Join us at Tate Britain for a lively panel discussion on the idea of creativity and artistic practice as a life-long pursuit in relation to The EY Exhibition: Late Turner – Painting Set Free.
This event is chaired by art historian and broadcaster Andrew Graham-Dixon, and features panellists including physician and medical historian Prof. Brian Livesley, dancer, choreographer and artistic director Siobhan Davies and author Fay Weldon.
Prof. Brian Livesley
Emeritus Professor Brian Livesley MD FRCP DHMSA qualified at Leeds University in 1960 and then worked continually in the National Health Service. He pioneered and published innovative national clinical, educational, and research programmes in general and geriatric medicine. His work also became known internationally and he was visited and invited to chairs abroad which he declined. After retiring in 2001from his professorial chair in London, he used his knowledge of diagnostic medicine as a consultant forensic physician at the invitation of several national police constabularies and HM Coroners in England and Wales before retiring completely from clinical practice at the end of 2010. He has continued lecturing about medical history and publishing several peer-reviewed articles, including those on The Churchills; John Hunter, surgeon; John Keats; and J.M.W Turner, RA.
Siobhan Davies (CBE) is a renowned British choreographer, having created over 60 works to critical acclaim. Founding Siobhan Davies Dance in 1988, she has consistently worked closely with collaborating dance artists to ensure that their own artistic enquiry is part of the creative process. By 2002 Davies moved away from the traditional theatre circuit and started making work for gallery spaces and alternative locations. In 2006, the RIBA award-winning Siobhan Davies Studios opened realising Davies’ long-standing goal of establishing a permanent base for her organisation and independent dance artists. The Studios are now a vibrant contemporary arts space in central London, filled with dance, film, visual art and craft, through a programme of exhibitions, performances, participation projects and new commissions from leading contemporary artists.
Her recent works have been presented at some of the most prestigious art institutions in the UK including; Arnolfini (Bristol), Whitechapel Gallery and ICA (London), Whitworth Art Gallery (Manchester), Turner Contemporary (Margate), Tramway and Gallery of Modern Art (Glasgow).
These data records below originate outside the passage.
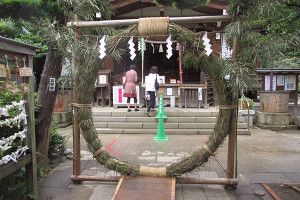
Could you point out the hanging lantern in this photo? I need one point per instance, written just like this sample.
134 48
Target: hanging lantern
161 50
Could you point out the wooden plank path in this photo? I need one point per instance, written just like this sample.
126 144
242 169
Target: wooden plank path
146 188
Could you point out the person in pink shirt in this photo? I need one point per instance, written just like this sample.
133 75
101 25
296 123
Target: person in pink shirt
130 88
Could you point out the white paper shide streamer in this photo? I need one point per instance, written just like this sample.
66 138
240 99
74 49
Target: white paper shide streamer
139 45
169 47
6 143
102 48
14 156
207 44
4 110
132 49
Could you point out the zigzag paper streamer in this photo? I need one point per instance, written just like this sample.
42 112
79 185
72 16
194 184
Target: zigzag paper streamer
132 49
139 46
152 47
102 48
169 47
207 44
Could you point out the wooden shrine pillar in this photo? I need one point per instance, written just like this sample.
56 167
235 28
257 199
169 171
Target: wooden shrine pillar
232 137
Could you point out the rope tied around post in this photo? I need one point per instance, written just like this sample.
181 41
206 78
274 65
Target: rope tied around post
211 153
152 26
77 105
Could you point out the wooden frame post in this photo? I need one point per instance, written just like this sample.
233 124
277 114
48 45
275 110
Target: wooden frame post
76 128
232 137
31 169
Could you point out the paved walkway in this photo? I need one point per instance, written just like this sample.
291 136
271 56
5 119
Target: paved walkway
263 157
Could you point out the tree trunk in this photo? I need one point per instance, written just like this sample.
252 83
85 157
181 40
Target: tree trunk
46 99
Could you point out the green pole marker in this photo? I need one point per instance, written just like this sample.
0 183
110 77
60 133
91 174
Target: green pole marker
161 134
161 109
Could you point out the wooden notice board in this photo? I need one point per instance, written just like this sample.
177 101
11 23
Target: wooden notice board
145 188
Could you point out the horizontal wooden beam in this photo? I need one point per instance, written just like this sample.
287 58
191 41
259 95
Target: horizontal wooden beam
209 181
125 22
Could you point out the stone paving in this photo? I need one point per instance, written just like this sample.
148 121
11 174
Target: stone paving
263 157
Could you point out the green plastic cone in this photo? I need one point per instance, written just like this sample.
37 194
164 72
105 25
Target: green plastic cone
161 109
161 135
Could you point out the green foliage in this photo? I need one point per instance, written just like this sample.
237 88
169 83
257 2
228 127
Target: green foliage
14 2
57 143
7 96
7 28
269 32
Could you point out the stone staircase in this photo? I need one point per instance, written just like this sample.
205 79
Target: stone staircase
183 122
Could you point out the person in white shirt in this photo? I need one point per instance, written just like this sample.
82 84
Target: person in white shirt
150 88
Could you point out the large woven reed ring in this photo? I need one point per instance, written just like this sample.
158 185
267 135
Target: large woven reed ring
153 26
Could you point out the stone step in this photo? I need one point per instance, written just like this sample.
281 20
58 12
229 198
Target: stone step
153 125
168 131
153 119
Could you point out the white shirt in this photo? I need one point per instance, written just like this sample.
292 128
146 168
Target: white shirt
150 82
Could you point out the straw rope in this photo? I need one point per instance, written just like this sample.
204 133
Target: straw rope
153 26
77 105
99 151
152 171
208 150
227 107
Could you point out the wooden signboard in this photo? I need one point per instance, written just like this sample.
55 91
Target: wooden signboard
25 71
2 71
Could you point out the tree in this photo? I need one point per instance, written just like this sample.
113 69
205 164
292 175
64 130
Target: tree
269 32
51 17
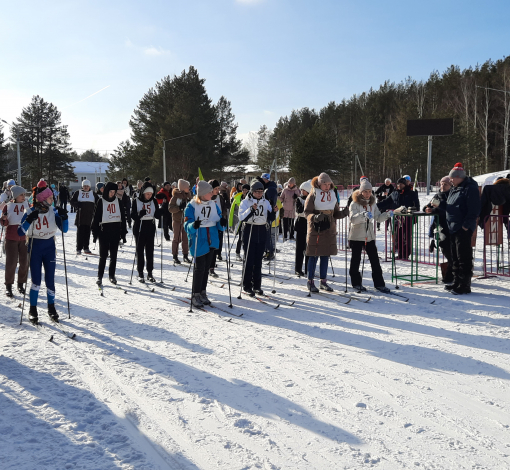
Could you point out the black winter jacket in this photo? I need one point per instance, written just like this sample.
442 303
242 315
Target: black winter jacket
463 206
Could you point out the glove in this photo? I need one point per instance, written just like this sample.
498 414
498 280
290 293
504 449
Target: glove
32 216
62 213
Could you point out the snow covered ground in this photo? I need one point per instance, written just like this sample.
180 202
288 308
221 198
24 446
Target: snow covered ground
316 385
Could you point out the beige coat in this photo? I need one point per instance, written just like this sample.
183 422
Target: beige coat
323 243
361 227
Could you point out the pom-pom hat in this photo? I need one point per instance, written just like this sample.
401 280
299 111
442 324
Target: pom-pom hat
457 171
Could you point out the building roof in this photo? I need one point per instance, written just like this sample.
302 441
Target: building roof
89 167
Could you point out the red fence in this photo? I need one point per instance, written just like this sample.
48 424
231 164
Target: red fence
496 249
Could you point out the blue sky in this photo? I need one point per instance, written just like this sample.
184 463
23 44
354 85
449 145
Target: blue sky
266 56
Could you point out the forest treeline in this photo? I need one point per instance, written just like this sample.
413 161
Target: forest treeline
363 134
372 126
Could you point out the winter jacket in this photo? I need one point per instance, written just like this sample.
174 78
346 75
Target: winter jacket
84 209
110 231
178 203
441 212
384 191
463 206
208 238
398 198
148 225
288 198
321 243
361 228
497 194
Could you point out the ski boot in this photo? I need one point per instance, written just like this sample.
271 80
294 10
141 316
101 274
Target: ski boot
383 289
311 287
204 299
32 315
52 312
196 301
324 286
8 291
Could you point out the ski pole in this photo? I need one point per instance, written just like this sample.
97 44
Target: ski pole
245 261
65 271
29 270
228 270
194 269
161 249
136 252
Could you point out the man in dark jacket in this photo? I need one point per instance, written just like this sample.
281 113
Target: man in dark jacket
438 206
403 196
462 210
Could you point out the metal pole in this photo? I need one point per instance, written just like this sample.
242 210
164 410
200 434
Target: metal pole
429 164
164 161
19 158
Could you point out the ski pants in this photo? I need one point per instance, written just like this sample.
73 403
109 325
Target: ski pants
107 245
16 251
42 254
253 256
179 236
145 242
371 251
201 271
288 227
312 264
300 251
82 237
462 256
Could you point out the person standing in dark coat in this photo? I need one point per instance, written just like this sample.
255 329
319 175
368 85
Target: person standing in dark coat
108 226
462 210
438 206
84 202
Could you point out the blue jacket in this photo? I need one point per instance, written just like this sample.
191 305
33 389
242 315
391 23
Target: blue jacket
463 206
203 246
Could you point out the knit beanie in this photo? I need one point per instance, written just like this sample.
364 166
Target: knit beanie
44 194
365 184
457 171
203 188
446 179
324 178
256 185
182 185
16 191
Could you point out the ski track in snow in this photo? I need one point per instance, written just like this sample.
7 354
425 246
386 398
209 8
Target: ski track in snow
316 385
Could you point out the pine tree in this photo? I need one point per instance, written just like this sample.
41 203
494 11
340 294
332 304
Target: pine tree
44 143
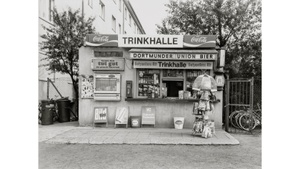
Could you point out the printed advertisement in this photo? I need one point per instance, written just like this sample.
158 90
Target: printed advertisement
172 64
87 91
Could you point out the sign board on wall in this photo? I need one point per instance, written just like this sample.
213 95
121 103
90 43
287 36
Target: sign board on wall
87 87
148 115
152 41
158 41
122 116
108 64
101 40
100 115
172 64
172 56
199 41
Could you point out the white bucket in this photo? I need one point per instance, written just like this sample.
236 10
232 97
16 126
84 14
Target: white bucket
178 122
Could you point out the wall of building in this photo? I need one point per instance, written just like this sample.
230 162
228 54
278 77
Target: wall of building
165 111
90 8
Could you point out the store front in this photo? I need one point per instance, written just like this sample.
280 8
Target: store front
135 71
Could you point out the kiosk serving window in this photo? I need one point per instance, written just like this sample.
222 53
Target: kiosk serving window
107 86
161 83
191 75
148 83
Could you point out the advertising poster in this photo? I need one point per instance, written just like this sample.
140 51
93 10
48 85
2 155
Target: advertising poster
87 91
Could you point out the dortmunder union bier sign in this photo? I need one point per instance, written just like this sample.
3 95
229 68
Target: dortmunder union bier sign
172 64
162 41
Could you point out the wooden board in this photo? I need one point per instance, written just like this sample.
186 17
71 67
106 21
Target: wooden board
100 115
148 115
122 114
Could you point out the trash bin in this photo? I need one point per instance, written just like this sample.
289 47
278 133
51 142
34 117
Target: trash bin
63 107
48 109
178 122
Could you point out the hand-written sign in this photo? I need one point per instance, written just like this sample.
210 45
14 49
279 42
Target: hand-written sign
148 115
121 115
108 64
100 114
87 90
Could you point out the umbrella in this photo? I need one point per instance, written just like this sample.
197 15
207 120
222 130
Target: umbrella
205 82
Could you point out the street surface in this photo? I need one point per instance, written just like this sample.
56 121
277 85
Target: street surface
85 156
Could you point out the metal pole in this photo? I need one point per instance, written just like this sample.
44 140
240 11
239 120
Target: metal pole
252 85
227 105
48 88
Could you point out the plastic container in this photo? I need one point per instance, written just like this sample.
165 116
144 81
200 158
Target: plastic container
178 122
63 107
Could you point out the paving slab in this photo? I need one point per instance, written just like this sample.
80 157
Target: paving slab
73 134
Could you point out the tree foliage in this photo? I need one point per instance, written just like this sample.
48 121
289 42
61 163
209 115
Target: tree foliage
62 41
237 24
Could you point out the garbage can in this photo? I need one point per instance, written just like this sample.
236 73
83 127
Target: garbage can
178 122
47 110
63 107
135 121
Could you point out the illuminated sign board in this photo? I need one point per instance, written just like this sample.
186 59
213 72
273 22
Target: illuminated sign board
172 56
158 41
172 64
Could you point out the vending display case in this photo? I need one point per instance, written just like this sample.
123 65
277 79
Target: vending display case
148 83
191 75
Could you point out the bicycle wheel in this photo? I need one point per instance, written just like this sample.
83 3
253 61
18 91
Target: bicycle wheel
232 118
237 118
247 122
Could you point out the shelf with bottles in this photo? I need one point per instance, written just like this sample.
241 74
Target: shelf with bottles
191 75
148 83
150 91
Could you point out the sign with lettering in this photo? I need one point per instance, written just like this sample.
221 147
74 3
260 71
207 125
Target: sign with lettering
148 115
87 86
199 41
108 64
158 41
101 40
172 64
121 115
172 56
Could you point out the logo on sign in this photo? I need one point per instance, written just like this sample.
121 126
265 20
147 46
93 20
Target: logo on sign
197 39
100 39
178 122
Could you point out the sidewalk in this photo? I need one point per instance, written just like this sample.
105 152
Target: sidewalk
71 133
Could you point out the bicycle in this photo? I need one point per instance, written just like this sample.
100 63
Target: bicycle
247 119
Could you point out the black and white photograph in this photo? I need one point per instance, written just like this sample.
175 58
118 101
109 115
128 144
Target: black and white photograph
155 84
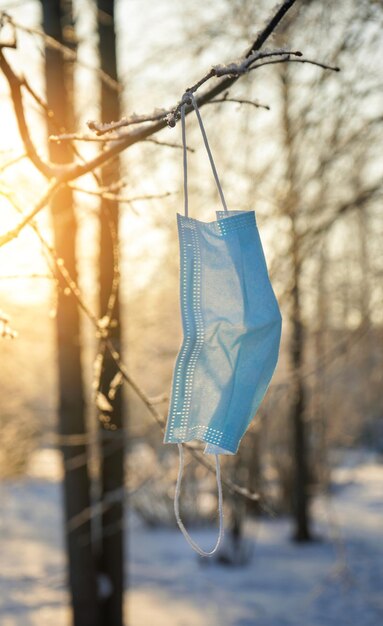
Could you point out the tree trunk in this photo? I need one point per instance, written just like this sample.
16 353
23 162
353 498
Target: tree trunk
112 428
300 495
82 578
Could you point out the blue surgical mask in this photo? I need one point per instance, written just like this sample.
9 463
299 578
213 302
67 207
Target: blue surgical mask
231 326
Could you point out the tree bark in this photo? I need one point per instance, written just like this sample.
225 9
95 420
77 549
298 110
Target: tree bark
112 429
82 578
300 473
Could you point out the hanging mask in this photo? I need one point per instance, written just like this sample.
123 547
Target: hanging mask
231 331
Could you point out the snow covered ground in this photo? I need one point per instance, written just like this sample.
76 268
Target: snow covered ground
336 581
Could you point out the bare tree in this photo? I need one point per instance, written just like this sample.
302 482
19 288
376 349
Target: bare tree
59 88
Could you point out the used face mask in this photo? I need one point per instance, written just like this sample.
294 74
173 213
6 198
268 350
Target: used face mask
231 331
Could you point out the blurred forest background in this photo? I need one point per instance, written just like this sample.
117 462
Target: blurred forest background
299 144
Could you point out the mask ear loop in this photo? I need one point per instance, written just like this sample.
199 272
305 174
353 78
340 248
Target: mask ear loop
185 533
187 99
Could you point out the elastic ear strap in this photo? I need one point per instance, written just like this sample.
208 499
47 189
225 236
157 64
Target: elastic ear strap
190 97
209 152
185 160
185 533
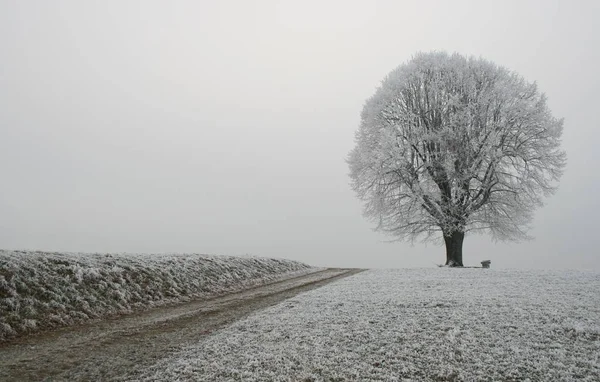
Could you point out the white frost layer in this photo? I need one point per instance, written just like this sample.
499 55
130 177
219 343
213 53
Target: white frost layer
415 324
40 290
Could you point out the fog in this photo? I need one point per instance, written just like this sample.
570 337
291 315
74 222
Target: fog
222 127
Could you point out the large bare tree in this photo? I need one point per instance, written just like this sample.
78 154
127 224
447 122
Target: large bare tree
453 144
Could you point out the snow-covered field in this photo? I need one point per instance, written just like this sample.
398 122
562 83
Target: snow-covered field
415 324
40 290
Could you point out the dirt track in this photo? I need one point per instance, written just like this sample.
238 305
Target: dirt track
118 349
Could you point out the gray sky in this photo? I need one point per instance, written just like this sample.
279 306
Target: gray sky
222 126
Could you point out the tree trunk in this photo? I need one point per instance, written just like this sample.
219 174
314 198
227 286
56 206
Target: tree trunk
454 248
Fay Weldon CBE is a novelist, playwright and screenwriter. Born in Worcestershire Weldon was brought up in New Zealand and returned to the United Kingdom when she was fifteen. She studied Economics and Psychology at St Andrews, worked briefly for the Foreign Office, then as a journalist, and then as an advertising copywriter. Her first novel, The Fat Woman’s Joke, was published in 1968. Her work includes over twenty novels, five collections of short stories, several children’s books, non-fiction books, magazine articles and a number of plays radio, stage and television, including the pilot episode for Upstairs Downstairs. Her novel The Life and Loves of a She-Devil was filmed starring Meryl Streep, also serialised on BBC television.
Though mostly a chronicler of contemporary times and social change, she’s recently completed a historical trilogy – Habits of the House, Long Live the King and The New Countess – set in Edwardian England. Her latest work is a sci-fi novella, The Ted Dreams, to be published later this year initially only as an e-book. She is currently Professor of Creative Writing at Bath Spa University.
Andrew Graham-Dixon is one of the leading art critics and presenters of arts television. He has presented numerous landmark series on art for the BBC, including the acclaimed A History of British Art, Renaissance and Art of Eternity, as well as numerous individual documentaries on art and artists. He has a long history of public service in the field of the visual arts, having judged the Turner Prize, the BP National Portrait Prize and the Annual British Animation Awards, among many other prizes. He has served on the Government Art Collection Committee, the Hayward Advisory Committee and on the board of the Baltic Centre for Contemporary Art in Gateshead.